Innovation after another entrenched the Safaricom brand deep into the daily business over time; from payments to money transfer and internet access. The country’s huge opportunity for a cashless system even worked to the telco’s favour with person-to-person payment by sending M-Pesa for anything not exceeding Sh100 now acceptable even on matatus.

1,200 TRANSACTIONS

With over 10,000 agents across the country, it is not hard to spot the little green shops where 1,200 transactions can happen every second, according to the firm after it upgraded its systems last year.

The little green Sim Card that was meant to enable people call and text have now become little banks from where you can save, borrow, send money and buy goods from wherever you are.

Local and international business partnership stretching to more than 130,000 firms, including Western Union and PayPal, has made the telco’s network and its payment platforms part of business in Kenya today.

Under Collymore’s watch, Safaricom’s journey into livelihoods and homes was even deeper with more than 6,700km of fibre connecting 3,000 homes in the country. The role of the region’s telco giant just got bigger.

With more people staying closer to their phones, the firm has ensured that most of what people would want to do is possible on the handset, making the phone a significant gadget that occupies every facet of the lives of its growing subscribers, which recently hit 31.8 million.

CRISIS

With the population, the technology and more than Sh500 billion flowing on its M-Pesa platform every month, Treasury in January 2017 raised concerns of a possible crisis should the money transfer service halt.

The worries were justified since Treasury’s yearly collection target is what goes through M-Pesa in three months.

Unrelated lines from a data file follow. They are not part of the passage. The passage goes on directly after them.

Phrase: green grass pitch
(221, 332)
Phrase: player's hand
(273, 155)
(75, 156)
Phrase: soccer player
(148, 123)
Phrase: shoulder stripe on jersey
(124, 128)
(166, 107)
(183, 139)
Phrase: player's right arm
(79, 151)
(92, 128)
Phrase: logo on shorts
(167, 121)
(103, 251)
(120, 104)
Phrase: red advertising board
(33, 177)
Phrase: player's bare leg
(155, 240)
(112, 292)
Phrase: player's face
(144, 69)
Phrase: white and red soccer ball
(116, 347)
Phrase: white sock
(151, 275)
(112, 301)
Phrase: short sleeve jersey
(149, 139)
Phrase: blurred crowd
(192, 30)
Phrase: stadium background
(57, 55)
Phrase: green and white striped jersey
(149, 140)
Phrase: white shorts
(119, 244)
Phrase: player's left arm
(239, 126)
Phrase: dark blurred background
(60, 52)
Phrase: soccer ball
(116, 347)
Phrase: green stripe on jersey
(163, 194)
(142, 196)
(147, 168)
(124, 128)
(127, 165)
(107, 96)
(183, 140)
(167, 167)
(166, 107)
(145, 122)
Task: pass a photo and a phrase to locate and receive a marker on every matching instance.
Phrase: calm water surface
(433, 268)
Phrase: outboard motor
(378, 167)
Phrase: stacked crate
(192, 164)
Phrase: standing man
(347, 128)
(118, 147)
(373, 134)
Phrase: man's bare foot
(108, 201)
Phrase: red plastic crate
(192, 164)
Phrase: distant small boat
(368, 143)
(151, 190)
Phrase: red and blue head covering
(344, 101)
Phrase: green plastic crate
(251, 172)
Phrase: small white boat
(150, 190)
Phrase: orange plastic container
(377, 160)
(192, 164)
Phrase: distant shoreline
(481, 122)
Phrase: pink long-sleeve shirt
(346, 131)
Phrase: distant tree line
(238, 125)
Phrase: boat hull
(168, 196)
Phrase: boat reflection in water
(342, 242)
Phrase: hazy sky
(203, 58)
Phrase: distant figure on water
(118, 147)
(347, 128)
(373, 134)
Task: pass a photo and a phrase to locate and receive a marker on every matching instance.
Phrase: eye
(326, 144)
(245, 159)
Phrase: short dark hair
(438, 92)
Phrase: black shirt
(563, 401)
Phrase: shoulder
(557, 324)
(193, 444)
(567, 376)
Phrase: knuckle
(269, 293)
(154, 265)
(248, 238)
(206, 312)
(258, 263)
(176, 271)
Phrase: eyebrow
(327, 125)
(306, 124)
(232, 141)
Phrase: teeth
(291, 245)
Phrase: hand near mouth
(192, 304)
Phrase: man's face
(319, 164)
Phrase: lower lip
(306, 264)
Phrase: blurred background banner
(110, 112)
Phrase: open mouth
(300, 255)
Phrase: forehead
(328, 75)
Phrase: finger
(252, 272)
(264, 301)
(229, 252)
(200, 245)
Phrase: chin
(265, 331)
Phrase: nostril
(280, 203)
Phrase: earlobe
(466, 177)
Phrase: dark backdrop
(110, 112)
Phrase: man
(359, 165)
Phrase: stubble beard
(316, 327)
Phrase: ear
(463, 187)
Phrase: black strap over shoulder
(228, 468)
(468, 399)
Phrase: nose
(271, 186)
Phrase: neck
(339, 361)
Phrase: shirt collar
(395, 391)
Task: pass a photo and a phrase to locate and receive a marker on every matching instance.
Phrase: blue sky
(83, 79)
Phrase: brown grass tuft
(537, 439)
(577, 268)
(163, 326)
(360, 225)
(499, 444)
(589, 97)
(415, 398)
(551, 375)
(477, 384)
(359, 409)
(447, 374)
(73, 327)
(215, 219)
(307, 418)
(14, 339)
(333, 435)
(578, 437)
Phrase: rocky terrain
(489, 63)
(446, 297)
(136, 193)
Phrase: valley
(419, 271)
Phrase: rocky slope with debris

So big and significant is the Safaricom business that the firm’s annual revenue can still fund this financial year’s budgets for national security and agriculture and still spare some change.

Its profits, which hit Sh63.4 billion in the year to March 2019, is just Sh30 billion shy of financing the country’s health budget.

The growth has, however, not been easy for Safaricom. It has taken years of heavy capital investments amid price wars and competition, which has always pushed for the telco to be declared dominant, something Collymore disliked.

PROGRESS

“Of course we are a large player and it is obvious why we have become a large player. We have invested heavily with 35 per cent of the funds coming from the Kenyan taxpayers. What we have always fought against is to automatically declare us dominant because we control more than 50 per of the market and then automatically give us what we consider as penalties; requiring us to submit our promotional stuff for public consultations before we roll them out and the regulator never agreed with that,” Collymore told the Nation in 2017.

His demise marks the end of an era, one that was full of progress and success for the firm whose shareholders have enjoyed enormous payouts that cumulatively hit Sh301.2 billion since the Initial Public Offering in 2008.

He passed on barely a month into his one year extended tenure which he was very upbeat about and many will be watching how the mantle is carried forward as Bob is laid to rest today.